The Royal Museums of Fine Arts of Belgium present the exhibition “From Floris to Rubens. Master drawings from a Belgian private collection”, Art Daily reports. This exhibition features eighty-seven drawings from artists from the Southern and Northern Netherlands created during the 16th and beginning of the 17th century. These drawings from a private collection have never been shown to the public before. They belong to one of the most fascinating and prolific periods in the history of draughtsmanship.
Great masters from the Southern and Northern Netherlands Showing this private collection gives art lovers and specialists the chance to discover artworks that have rarely been shown, or that were up till now completely unknown. The sheer variety of artists, subjects and techniques renders the collection even more attractive.

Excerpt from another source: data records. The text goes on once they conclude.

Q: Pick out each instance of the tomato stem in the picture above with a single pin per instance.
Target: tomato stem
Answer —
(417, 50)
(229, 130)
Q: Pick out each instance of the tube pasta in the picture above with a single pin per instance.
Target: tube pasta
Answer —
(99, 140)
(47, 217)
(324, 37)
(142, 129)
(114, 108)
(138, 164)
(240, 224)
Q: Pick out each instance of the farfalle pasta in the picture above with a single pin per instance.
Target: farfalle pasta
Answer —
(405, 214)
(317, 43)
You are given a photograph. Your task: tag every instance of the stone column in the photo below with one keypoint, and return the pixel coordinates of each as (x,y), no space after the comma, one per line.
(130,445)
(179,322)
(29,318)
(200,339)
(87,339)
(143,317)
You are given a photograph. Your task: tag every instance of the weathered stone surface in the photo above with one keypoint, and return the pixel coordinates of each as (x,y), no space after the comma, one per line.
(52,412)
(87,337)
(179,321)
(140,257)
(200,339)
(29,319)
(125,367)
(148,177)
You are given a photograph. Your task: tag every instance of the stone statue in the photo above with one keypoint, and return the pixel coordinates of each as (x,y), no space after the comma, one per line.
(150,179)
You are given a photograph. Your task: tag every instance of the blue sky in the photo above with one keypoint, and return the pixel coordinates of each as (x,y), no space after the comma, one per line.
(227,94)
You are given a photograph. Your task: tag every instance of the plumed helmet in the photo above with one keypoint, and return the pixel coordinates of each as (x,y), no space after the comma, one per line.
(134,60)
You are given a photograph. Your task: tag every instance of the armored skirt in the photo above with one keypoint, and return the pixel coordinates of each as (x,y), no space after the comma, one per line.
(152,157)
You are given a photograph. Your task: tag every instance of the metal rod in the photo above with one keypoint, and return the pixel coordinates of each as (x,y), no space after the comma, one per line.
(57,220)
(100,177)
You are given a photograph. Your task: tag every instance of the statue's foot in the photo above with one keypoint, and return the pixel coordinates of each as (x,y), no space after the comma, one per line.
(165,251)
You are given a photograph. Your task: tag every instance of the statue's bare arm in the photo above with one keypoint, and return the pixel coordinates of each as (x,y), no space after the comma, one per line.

The exhibition offers a representative overview of nearly two centuries of drawings in the Netherlands: from the Flemish Primitives to the Renaissance and Italianate artists of the sixteenth century and the Baroque masters Rubens and Jordaens, as well as the work of masters such as Jan and Erasmus Quellinus whose work inclined towards classicism at the end of the seventeenth century.
Visitors will see rare master drawings that served as models for not only the execution of prints and drawings, but also for tapestries, stained-glass windows and objects in precious metal.
Discoveries The exhibition is a surprising trajectory through the artistic production of less known or only recently studied artists such as Hans Collaert, who is mainly acknowledged as the engraver of countless prints, Gerard van Groeningen, the enigmatic Master of Liechtenstein and unknown studio assistants who gathered around celebrities of the Flemish painting such as Pieter Coecke van Aelst, Bernard van Orley and Michiel Coxcie.
The selection also includes a number of unusual items such as drawings by Frans Pourbus the Elder, Hendrick Vroom and Hans Savery the Younger, as well as important new attributions to Karel van Mander, Joachim Wtewael, Paul de Vos and Lucas van Uden. They are the result of thorough, sustained study by a group of art historians led by Stefaan Hautekeete, curator of ancient drawings at the RMFAB and curator of the exhibition.
Collaboration with the King Baudouin Foundation This exhibition was organised in close collaboration with a passionate collector (who prefers to remain anonymous), the King Baudouin Foundation and the RMFAB. The exhibition is, again, a perfect example of public-private cooperation that is essential to the Museum.
This partnership is even stronger than usual: several drawings from the private collection were donated to the King Baudouin Foundation, which in turn decided to house them at the Museum as long-term loans. These works will contribute to a more complete and nuanced panorama of the Museum’s ancient drawing collection.